Bush, who claims to be a “proud Methodist,” shows no sign of contrition or regret or repentance for his unchristian behavior. To the contrary, he continues to try to justify himself and protect those in our government who have used and continue to use torture. Lutheran pastor Dietrich Bonhoeffer in Nazi Germany rightly called the cowardliness of Christians to make evil-doers accountable for their wicked deeds “cheap grace.” Building a monument to this torturer-in-chief on a UMC campus to “celebrate this great president, celebrate his accomplishments” (6) is a defilement of our church that will permanently damage our credibility to share the good news of Jesus Christ.

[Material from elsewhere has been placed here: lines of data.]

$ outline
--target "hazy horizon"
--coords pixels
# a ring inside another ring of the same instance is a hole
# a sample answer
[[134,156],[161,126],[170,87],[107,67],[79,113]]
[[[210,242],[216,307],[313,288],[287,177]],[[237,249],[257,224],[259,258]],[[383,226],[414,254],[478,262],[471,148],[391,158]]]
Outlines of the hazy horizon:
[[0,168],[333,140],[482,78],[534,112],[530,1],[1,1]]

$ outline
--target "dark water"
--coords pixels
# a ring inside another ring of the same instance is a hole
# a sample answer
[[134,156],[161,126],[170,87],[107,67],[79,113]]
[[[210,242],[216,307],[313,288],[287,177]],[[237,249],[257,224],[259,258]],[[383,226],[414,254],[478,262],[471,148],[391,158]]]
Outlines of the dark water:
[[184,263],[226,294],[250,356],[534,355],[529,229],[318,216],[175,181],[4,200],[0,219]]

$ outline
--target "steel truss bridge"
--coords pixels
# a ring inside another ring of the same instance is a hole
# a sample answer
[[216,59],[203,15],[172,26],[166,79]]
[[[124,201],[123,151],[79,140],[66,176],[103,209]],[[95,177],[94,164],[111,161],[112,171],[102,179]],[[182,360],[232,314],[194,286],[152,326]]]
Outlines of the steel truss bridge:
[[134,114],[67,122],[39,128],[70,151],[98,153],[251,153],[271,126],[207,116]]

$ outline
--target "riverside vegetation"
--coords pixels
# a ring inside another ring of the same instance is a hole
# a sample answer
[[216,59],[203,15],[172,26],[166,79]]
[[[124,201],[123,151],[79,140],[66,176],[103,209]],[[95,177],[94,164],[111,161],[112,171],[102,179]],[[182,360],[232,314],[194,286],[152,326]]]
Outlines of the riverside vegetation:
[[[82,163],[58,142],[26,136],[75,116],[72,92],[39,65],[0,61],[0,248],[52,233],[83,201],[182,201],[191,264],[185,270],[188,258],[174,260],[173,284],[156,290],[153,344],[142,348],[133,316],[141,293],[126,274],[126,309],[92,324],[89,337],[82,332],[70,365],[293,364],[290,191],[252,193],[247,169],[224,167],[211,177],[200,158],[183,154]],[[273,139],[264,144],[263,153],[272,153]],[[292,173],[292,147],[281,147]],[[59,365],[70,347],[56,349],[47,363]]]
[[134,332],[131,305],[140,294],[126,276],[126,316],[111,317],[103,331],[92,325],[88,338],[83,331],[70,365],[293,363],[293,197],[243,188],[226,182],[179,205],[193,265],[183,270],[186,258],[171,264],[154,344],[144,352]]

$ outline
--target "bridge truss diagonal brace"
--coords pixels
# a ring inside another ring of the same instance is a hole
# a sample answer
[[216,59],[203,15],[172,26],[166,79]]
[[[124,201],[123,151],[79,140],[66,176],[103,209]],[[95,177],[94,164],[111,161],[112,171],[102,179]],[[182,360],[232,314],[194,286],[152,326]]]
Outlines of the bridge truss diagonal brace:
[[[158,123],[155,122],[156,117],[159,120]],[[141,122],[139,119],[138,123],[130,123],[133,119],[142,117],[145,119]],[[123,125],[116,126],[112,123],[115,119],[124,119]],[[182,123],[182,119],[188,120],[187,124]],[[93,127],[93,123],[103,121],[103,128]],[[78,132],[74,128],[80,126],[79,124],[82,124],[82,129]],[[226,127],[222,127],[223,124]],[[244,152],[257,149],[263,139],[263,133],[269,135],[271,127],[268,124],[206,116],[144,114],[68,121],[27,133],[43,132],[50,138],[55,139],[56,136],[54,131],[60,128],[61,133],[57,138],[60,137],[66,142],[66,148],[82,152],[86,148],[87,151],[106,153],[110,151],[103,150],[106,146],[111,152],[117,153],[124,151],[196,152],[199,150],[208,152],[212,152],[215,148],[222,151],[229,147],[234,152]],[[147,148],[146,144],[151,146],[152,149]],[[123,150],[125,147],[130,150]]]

(1) http://abcnews.go.com/TheLaw/LawPolitics/Story?id=4635175&page=1

(2) http://www.truthout.org/docs_2006/041908Y.shtml

(3) http://www.washingtonpost.com/wp-dyn/content/article/2008/03/08/AR2008030800304.html

(4) Oath Betrayed: Military Medicine and the War on Terror by Steven H. Miles

(5) http://new.gbgm-umc.org/umhistory/wesley/slavery

(6) Statement by Don Evans, the Chair and a chief fundraiser for the George W. Bush foundation on Feb. 22, 2008, New York Times

Andrew J. Weaver, Ph.D., is a United Methodist minister and research psychologist living in New York City. He is a graduate of The Perkins School of Theology, SMU. He has co-authored 14 books including: Counseling Survivors of Traumatic Events (Abingdon, 2003) and Reflections on Grief and the Spiritual Journey (Abingdon, 2005).